Герш, который не ожидал, что студент так быстро согласится, и потому так расхваливал и Давида, и его магазины, и его положение, и богатство, и дочку, видя, что Стась с готовностью принимает его предложение, немного смешался.

— Ну, ну! Сперва я об этом его извещу. Но вы таки да знаете по-французски, ауф не мунес?

— Ну, уж кабы не знал, я бы не соглашался!

— О, я вас знаю, паныч, я вам верю! Ну, ну! Мы еще потолкуем! Я вечером приду. Но вы, паныч, не забудете бедного фактора? Да скажи я только слово, сотня студентов будет драться за это место, но я, ауф не мунес, никому не скажу! Я это специально для вас нашел! А уж сколько пар сапог стоптал!

Тут, услышав на лестнице шаги возвращающихся с лекций товарищей Шарского, еврей спохватился и, откланявшись, убежал.

Дом Давида Абрамовича Бялостоцкого, купца первой гильдии, стоял на Немецкой улице, которая никогда не принадлежала к числу самых чистых и красивых в Вильно. Зажатый между другими кирпичными домами и неудачно поставленный, так что солнце никогда в него не заглядывало, он, хотя и просторный и со стенами прочной, старинной кладки, был неудобным и мрачным. В подвале этого трехэтажного дома жили служащие Давида, который вел крупные торговые дела и нуждался в множестве помощников, а несколько чердачных комнатушек почти всегда стояли пустые. В первом этаже размещались три хозяйских магазина, а остальную часть дома занимала его семья, состоявшая уже из трех поколений. В комнатах со стороны двора жил отец Давида, Абрам Бялостоцкий, старый еврей с длинной седой бородой, родившийся в местечке, по которому взял себе фамилию, и помнивший еще времена вольного Кракова и польского Версаля[30]. Его отец, дед Давида, держал когда-то в Белостоке заезжий дом и на стоявшей там народной кавалерии нажил себе капиталец, с которым Абрам и начал коммерцию уже в более широких масштабах.

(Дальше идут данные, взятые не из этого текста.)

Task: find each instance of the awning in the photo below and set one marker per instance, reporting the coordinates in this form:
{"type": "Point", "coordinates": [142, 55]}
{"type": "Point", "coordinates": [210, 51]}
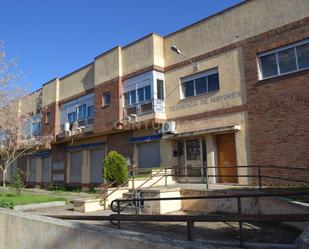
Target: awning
{"type": "Point", "coordinates": [144, 138]}
{"type": "Point", "coordinates": [201, 132]}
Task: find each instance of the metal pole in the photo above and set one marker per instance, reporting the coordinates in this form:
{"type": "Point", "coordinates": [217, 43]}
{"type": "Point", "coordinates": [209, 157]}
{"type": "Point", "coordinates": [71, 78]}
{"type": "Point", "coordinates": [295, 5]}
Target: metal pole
{"type": "Point", "coordinates": [207, 184]}
{"type": "Point", "coordinates": [118, 213]}
{"type": "Point", "coordinates": [260, 178]}
{"type": "Point", "coordinates": [165, 177]}
{"type": "Point", "coordinates": [241, 239]}
{"type": "Point", "coordinates": [190, 226]}
{"type": "Point", "coordinates": [133, 178]}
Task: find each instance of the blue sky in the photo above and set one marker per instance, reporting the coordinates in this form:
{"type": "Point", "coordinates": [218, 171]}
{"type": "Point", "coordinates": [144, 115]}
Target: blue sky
{"type": "Point", "coordinates": [52, 38]}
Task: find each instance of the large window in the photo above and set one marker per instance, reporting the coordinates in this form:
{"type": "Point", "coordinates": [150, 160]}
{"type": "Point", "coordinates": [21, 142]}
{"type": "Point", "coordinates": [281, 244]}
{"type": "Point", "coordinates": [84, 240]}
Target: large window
{"type": "Point", "coordinates": [201, 83]}
{"type": "Point", "coordinates": [144, 94]}
{"type": "Point", "coordinates": [82, 112]}
{"type": "Point", "coordinates": [130, 98]}
{"type": "Point", "coordinates": [72, 117]}
{"type": "Point", "coordinates": [284, 60]}
{"type": "Point", "coordinates": [80, 109]}
{"type": "Point", "coordinates": [160, 90]}
{"type": "Point", "coordinates": [106, 99]}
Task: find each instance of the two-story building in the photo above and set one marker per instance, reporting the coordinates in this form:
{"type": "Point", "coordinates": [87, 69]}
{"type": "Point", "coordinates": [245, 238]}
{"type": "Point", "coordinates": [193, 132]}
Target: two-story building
{"type": "Point", "coordinates": [243, 100]}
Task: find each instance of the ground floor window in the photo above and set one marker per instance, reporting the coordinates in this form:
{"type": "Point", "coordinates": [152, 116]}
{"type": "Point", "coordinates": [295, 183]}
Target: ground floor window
{"type": "Point", "coordinates": [149, 155]}
{"type": "Point", "coordinates": [76, 160]}
{"type": "Point", "coordinates": [97, 157]}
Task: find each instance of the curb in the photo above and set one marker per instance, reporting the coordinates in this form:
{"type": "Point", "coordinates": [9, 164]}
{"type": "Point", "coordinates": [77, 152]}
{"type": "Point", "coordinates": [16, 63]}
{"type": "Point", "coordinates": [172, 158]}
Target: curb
{"type": "Point", "coordinates": [39, 205]}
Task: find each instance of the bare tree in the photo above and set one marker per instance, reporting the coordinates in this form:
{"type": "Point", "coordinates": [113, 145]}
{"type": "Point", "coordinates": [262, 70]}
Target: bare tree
{"type": "Point", "coordinates": [16, 134]}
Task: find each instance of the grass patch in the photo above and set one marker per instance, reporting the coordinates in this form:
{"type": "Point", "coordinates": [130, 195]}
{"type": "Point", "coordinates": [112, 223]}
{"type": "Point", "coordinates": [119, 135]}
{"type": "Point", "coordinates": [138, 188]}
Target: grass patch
{"type": "Point", "coordinates": [11, 199]}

Старик вместе со своею женой Рухлей, простой, неопрятной еврейкой, жили тут в довольстве, но среди беспорядка, к которому оба они по скупости и неряшеству привыкли, в темных, сырых, глядящих во двор комнатках, тешась своими внуками и сокрушаясь о том, что молодое поколение все дальше отходит от закона Моисеева и традиционных обычаев народа израильского. Старик Абрам одевался по средневековой моде, носил долгополый, на крючках, кафтан с бархатными отворотами, а отправляясь на улицу, — что случалось редко, если не считать выходов в синагогу, — надевал поверх кафтана плащ с длинными рукавами, завязывавшийся у шеи тесемками, брал трость с серебряным набалдашником и на голову водружал высокую соболью шапку, каких теперь нигде уже не увидишь. Почтенной наружности, сутулый, с погасшим взором, серьезным, даже скорбным выражением лица, он был нрава унылого, печального, молчаливого. Рухля, еще реже выходившая из дому, одевалась, подобно мужу, по-старинке, как когдатошние польские еврейки, носила парчовую безрукавку, расшитую жемчугом головную повязку и платья старинного покроя. Даже туфли носила на высокой пробковой подошве — хоть и неудобно было в них ходить, старуха непрестанно ковыляла из комнаты в комнату, ex officio[31] браня прислугу. Абрам в торговые дела сына уже вовсе не вмешивался, полностью предавшись благочестию и набожным размышлениям, а Давид заходил к нему лишь изредка за советом или с церемониальным визитом как к главе рода. Ничем больше не занимаясь, старик все свое время проводил за Талмудом, почти не снимая «тефилим» и «зизим»[32], вникая в комментарии ученых раввинов и дивясь тайнам, скрытым в каждой букве священного писания.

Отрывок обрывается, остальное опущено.